Key Highlights
- Public sector banks collectively employ more than 2.36 million staff in India.
- They are the second largest employment providers in the country, rivaling the Indian Railways.
- Recruitment trends from 2020 to 2025 show a net addition of around 148 k new hires across the sector.
- Digital transformation drives workforce adjustments, especially in banks such as Canara Bank.
- The bank workforce size correlates strongly with rural–urban financial inclusion and large‑scale government initiatives.
Detailed Insights
Public sector banks form the backbone of India’s financial ecosystem, offering services across densely populated urban centres and remote villages alike. Their employment figures are a proxy for operational breadth, branch density and the breadth of schemes served. The State Bank of India (SBI) leads with a workforce exceeding 2.3 million, followed by Punjab National Bank (PNB) at around 1.0 million. Conversely, banks such as UCO Bank and Indian Overseas Bank have shed a few thousand positions in the last five years, primarily due to retirements and a focus on digital channels.

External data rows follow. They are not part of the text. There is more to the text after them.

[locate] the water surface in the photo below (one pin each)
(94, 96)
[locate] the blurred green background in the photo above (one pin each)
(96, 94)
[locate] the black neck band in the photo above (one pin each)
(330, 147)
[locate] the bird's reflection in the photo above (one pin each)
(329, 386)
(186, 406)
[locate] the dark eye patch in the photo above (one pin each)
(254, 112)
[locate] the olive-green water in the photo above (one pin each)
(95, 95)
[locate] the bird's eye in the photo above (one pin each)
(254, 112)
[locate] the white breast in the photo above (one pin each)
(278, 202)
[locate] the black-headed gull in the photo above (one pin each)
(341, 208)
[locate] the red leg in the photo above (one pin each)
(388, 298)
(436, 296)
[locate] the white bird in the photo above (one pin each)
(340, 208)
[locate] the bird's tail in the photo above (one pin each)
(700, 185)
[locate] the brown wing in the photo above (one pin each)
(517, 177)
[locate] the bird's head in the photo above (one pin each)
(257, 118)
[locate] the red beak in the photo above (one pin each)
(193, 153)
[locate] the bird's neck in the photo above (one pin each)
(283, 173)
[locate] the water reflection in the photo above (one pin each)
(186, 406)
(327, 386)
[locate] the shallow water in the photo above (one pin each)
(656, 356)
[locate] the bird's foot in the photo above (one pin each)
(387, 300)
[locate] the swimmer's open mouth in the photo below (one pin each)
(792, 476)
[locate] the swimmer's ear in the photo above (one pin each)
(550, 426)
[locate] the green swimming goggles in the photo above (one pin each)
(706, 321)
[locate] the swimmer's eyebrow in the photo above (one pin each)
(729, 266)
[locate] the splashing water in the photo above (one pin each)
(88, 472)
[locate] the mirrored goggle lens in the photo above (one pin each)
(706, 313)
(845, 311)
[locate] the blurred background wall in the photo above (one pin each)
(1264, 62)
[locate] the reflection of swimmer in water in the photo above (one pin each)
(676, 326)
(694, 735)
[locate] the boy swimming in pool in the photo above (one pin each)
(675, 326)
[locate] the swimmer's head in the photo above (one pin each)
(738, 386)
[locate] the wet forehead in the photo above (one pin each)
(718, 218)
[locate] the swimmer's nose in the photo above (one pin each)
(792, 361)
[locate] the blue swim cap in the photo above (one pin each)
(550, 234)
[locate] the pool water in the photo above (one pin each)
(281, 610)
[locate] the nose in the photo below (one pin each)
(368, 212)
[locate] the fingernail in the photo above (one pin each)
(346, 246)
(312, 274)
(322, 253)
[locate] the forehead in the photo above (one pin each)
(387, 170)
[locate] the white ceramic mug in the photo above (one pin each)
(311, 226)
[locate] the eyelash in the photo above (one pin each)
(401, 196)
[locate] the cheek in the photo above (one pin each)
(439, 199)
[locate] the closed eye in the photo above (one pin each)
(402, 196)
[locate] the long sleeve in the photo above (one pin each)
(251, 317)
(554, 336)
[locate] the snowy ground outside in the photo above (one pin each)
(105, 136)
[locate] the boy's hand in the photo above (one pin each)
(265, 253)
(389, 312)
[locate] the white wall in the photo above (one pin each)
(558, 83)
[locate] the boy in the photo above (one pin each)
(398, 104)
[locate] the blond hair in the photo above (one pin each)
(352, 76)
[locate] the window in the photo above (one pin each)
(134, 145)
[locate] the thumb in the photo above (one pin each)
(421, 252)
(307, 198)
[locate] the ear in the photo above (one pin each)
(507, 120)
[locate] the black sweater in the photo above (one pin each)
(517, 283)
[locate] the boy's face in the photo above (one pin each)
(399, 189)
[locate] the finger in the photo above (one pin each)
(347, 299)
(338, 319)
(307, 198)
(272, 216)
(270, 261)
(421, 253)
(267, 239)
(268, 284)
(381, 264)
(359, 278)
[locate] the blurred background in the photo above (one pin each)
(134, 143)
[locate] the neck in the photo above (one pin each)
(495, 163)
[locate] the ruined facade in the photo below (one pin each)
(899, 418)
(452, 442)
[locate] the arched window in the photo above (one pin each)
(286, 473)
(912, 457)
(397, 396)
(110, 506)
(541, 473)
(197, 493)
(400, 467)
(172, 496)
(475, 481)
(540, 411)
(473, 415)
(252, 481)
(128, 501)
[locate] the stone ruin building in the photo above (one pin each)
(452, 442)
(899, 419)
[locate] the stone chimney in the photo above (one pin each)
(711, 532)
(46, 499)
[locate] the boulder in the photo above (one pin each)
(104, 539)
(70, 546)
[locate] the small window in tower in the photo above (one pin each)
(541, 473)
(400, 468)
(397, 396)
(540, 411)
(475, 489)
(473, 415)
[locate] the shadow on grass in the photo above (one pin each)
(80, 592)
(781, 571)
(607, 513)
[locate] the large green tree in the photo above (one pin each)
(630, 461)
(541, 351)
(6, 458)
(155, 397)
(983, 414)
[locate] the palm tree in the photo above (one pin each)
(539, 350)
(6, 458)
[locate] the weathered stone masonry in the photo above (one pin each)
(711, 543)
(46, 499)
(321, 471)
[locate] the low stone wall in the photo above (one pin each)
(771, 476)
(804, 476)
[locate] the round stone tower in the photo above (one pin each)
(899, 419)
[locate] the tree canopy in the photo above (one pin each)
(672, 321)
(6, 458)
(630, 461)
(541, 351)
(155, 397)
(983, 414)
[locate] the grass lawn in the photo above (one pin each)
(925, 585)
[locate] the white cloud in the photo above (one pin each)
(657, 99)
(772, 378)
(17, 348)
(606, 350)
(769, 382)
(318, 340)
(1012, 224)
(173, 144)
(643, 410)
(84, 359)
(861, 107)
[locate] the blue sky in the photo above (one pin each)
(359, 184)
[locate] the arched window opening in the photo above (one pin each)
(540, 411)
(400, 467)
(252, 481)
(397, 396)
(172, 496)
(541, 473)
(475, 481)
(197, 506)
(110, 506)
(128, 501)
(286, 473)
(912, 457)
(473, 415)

- Recruitment drivers: business requirements, branch proliferation, workforce attrition and strategic expansion plans.
- Sector growth trend: within the past year, 48 570 additional positions are slated for accession in 2025‑26.
- Impact of digitisation: enables consolidation of manual roles while expanding reach through mobile and online banking.
Key Concepts
- Public Sector Bank: a banking institution owned predominantly by the government, responsible for broad service delivery.
- Financial Inclusion: extending access to banking and credit services to underserved populations.
- Branch Network: the physical outlets that enable face‑to‑face banking across the country.
- Digital Services: mobile and internet‑based banking solutions that reduce reliance on physical staff.
- Government Schemes: large‑scale programmes such as RTO, MNREGA, and PPIC, serviced primarily through public sector banks.